The Atlanta airport’s former top manager said he threatened to reopen bidding for a controversial advertising contract when the company that won failed to live up to terms.
But Ben DeCosta, Hartsfield-Jackson International’s ex-general manager, testified Wednesday he made peace with the company, Clear Channel, after it made a payment of more than $1.7 million to make good on some of what it owed.
DeCosta’s testimony came during the trial in a longrunning lawsuit against the city by Corey Airport Services, an Atlanta firm that in 2002 lost out to Clear Channel for the airport’s indoor ad contract.
Corey’s suit against the airport, Atlanta City Hall and former officials including DeCosta and ex-Mayor Shirley Franklin contends the city unfairly granted the contract to Clear Channel and its politically-connected minority partner.

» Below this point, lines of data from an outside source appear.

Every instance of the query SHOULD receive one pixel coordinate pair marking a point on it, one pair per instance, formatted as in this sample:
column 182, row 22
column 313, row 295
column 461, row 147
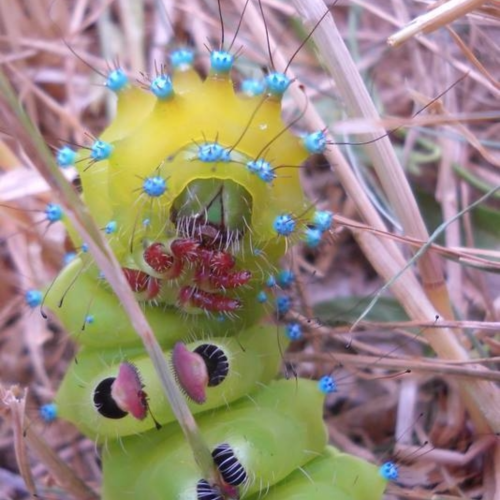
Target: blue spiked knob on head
column 312, row 237
column 53, row 212
column 277, row 83
column 327, row 385
column 293, row 331
column 284, row 225
column 389, row 471
column 154, row 186
column 66, row 157
column 221, row 61
column 116, row 80
column 315, row 143
column 33, row 298
column 101, row 150
column 48, row 412
column 210, row 152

The agreement called for the airport to receive 50 percent of the gross advertising revenue. That agreement was with another company Clear Channel subsequently acquired. Clear Channel later agreed to raise the airport’s take to 61.2 percent per month but never paid that increased amount.
The $1.7 million payment, DeCosta testified, covered the difference in the back rent owed, plus interest going back to 2005.
He said he didn’t give Clear Channel executives an ultimatum when he threatened to reopen the contract. “I was taking a hard negotiating position,” DeCosta said.
DeCosta was called to testify by Corey lawyers, who contend Clear Channel and its minority partner, Barbara Fouch, should not have had been awarded the contract because they already owed $5.3 million in back rent. Corey attorneys say that should have disqualified them under city rules.